With reference to Gall’s Law (which featured in the original debate) I have dabbled enough with procedural implementation along these lines to be confident about the feasibility of achieve a declarative implementation.
But then: Without a reliablly paginatable data source begind it, the Stream value proposition is severely limited. While it is possible to preload the data to an arbitrary (yet controlled) depth first and then apply this tree-list mapping algorithm to extract the data for the stream, there is another option too. I personally had zero success trying to get recursive_ctes and with_cte working in Ecto. But the PostgreSQL query construct it is based on (similar constructs exists in other databases I’ve worked with slightly different terminology and semantics) returns a one-dimensional recordset which corresponds directly with the list representation of the recursive data we’re looking to not only preload but stream as a list of independent nodes. I see an opportunity in a possible declaritive implementation of recursive streams to generate the requisite recursive cte at (or closer to) the Ecto level, load the result into the list-representation first and then run the mapping algorithm to patch the associations in the tree/graph view to point to the same nodes.
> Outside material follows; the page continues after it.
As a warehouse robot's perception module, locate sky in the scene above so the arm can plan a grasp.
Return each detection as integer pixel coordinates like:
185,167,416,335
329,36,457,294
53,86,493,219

Objective: There’s still a lot to consider, but I’m excited by the prospect of doing this eloquently enough to make it useful without needing any changes to the Ecto schemas and context app code involved. All existing code should be able to function as they do right now and there should be a “new way” of doing things in future. The only impact should be that it should become possible to specify that a stream contains recursive data with a node structure given as a preload expression, and be assured that change detection and propagation will be as efficient as they are for non-recursive data.